Como se diferenciar em tempos de hiperconsumo e aparências?

  • Num século, onde marcas, etiquetas, carros importados e smarthphones dominam, como se tornar um indivíduo diferenciado? Ou uma família diferenciada?

Leo Fraiman: A felicidade é sempre comparativa, ou seja, sou tão feliz quanto me comparo com outros. Se eu vejo que quem está ao meu lado tem mais ou vive melhor do que eu, de alguma forma me sinto infeliz. E um perigo que temos hoje na internet, na televisão e nos meios de comunicação em geral é esse grande apelo da felicidade instantânea, a qualquer custo, só para mim e baseada em “ter” e não no “ser” ou no “conviver”. Assim, a ciranda do hiperconsumo se instala: eu acho que quanto mais eu tiver, mais serei feliz, me afasto das pessoas, trabalho muito e evito entrar em contato com o vazio real. Assim as pessoas se afastam das relações, do sentido de vida, das gratificações e passam a consumir mais drogas, pessoas e coisas, criando um ciclo vicioso e perigoso.

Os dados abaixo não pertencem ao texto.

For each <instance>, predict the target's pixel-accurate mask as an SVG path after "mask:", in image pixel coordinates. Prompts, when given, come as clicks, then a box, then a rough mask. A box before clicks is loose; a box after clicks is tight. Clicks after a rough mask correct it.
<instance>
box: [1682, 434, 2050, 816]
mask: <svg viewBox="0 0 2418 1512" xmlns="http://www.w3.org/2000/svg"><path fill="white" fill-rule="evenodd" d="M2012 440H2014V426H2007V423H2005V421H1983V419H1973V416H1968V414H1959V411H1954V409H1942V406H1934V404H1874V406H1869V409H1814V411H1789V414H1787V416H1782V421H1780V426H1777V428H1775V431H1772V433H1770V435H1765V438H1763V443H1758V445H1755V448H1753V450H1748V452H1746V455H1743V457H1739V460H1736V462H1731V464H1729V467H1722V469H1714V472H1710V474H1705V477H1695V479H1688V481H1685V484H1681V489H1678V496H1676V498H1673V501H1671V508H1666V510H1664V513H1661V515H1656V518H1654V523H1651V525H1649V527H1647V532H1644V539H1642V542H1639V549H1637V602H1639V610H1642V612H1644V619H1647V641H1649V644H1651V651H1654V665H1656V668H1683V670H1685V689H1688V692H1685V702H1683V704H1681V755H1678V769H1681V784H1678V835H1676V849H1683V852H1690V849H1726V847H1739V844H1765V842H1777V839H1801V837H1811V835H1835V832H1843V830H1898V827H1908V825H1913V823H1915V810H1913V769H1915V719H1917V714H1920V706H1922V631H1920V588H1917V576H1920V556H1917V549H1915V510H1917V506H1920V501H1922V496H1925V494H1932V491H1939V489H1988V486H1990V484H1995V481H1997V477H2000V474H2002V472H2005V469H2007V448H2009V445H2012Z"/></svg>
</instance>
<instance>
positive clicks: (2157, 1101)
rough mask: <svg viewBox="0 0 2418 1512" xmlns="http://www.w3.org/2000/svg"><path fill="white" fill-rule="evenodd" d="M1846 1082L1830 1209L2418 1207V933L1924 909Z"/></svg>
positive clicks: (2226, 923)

Para ser diferenciado, é preciso ter clareza do que se quer. Também é preciso analisar se o que você quer é um desejo realmente seu ou se é algo em que você acredita que, tendo aquilo, usando aquela marca, ajudará a ter uma imagem melhorada perante o grupo, filhos, sócios ou pessoas conhecidas. Se assim for, é mais aconselhável driblar essa necessidade do “ter” e investir em valores espirituais, como carisma, bem-estar, relações, humor, inteligência, sabedoria, leveza, flexibilidade etc. Depois é preciso questionar se você pode ter aquilo que deseja. Já conheci pais que se acabavam de trabalhar à custa de seu tempo com os filhos. O contrário também pode acontecer, assim como em outras áreas da vida de cada um.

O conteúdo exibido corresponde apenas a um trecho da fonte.